Perjanjian kerja dalam outsourcing berbentuk hubungan kerja antara
perusahaan dan pekerja atau buruh yang diatur dalam perjanjian kerja secara
tertulis. antar antar perusahaan penerima pekerjaan dengan pekerja atau buruh
yang dipekerjakan. Perjanjian tertulis berdasarkan pada PKTW (Perjanjuan Kerja
Waktu Tertentu) sesuai dengan ketentuan dan persyaratan yang diberlakukan. Apabila
ketentuan sebagai badan hukum dan/atau tidak dibuatnya perjanjian secara
tertulis tidak dipenuhi, demi hukum status hubungan kerja antara pekerja dengan
perusahaan penerima pemborongan beralih menjadi hubungan kerja antara pekerja
dengan perusahaan pemberi pekerjaan (Sistem kerja outsourcing di Indonesia,
2010).

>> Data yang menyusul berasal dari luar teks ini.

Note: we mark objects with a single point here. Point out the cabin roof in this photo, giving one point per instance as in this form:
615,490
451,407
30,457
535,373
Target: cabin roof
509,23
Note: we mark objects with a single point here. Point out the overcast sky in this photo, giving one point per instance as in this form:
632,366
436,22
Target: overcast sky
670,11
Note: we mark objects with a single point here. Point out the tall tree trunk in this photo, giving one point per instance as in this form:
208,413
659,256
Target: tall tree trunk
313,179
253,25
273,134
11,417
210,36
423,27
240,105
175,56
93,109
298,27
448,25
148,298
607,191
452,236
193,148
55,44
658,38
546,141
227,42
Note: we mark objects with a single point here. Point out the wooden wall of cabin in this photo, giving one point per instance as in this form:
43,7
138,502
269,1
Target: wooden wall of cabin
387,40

Hal itu, menyebabkan hubungan kerja beralih antara pekerja dengan
perusahaan pemberi kerja, dapat berupa waktu tertentu atau untuk waktu tidak
tertentu, tergantung pada bentuk perjanjian kerjanya semula (Pasal 64 dan 65
Undang-Undang No. 13 Tahun 2003 Tentang Ketenagakerjaan).

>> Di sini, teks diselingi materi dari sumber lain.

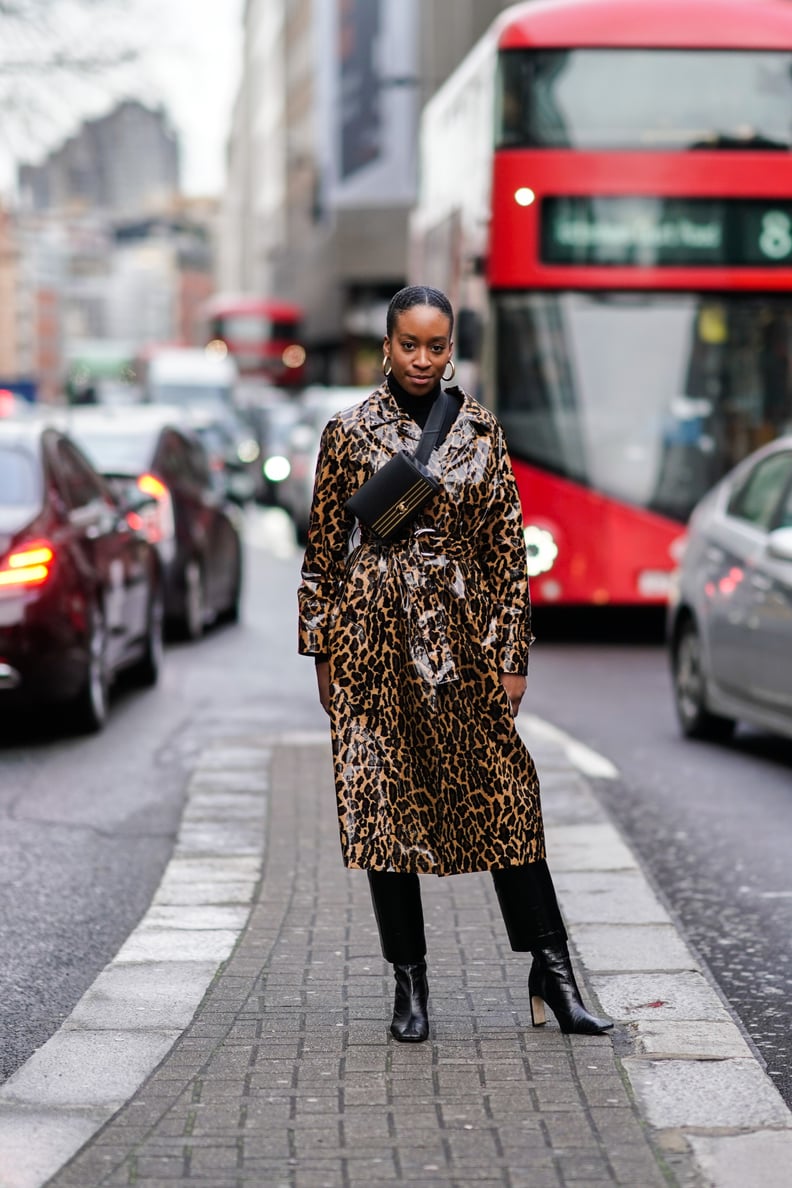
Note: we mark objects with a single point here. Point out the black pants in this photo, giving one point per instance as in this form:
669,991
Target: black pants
525,893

Pada beberapa kejadian, tercatat pekerja kontrak yang
dipasok oleh penyedia jasa outsourcing oleh perusahaan non-core untuk
pekerjaan tanpa memperhatikan jenjang karir. Seperti office
boy , security,
dan sebagainya. Namun, sekarang justru outsourcing masuk di berbagai
lini kegiatan perusahaan.
Praktik outsourcing di Indonesia kini semakin
mengalami kontroversi. Karena dinilai menguntungkan perusahaan, namun sistem
ini justru merugikan untuk pekerja atau buruh. Selain tidak ada jenjang karier
yang jelas, pada beberapa kejadian gaji pekerja atau buruh juga dipotong oleh
perusahaan inti dan pekerja atau buruh tidak tahu besaran gaji potongan yang
diberlakukan.
Aksi penolakan sistem kerja outsourcing muncul dimana-mana. Hal ini
dilatarbelakangi bahwa dilatar belakangi sistem ini berdasarkan dengan konsep
kapitalisme modern yang akan memba/wa kesengsaraan bagi pekerja atau
buruh, dan memberikan kesempatan yang seluas-luasnya bagi pengusaha untuk
mendominasi hubungan industrial dengan perlakuan-perlakuan kapitalis. Menurut
Karl Marx ,hal ini dikatakan mengeksploitasi pekerja atau buruh.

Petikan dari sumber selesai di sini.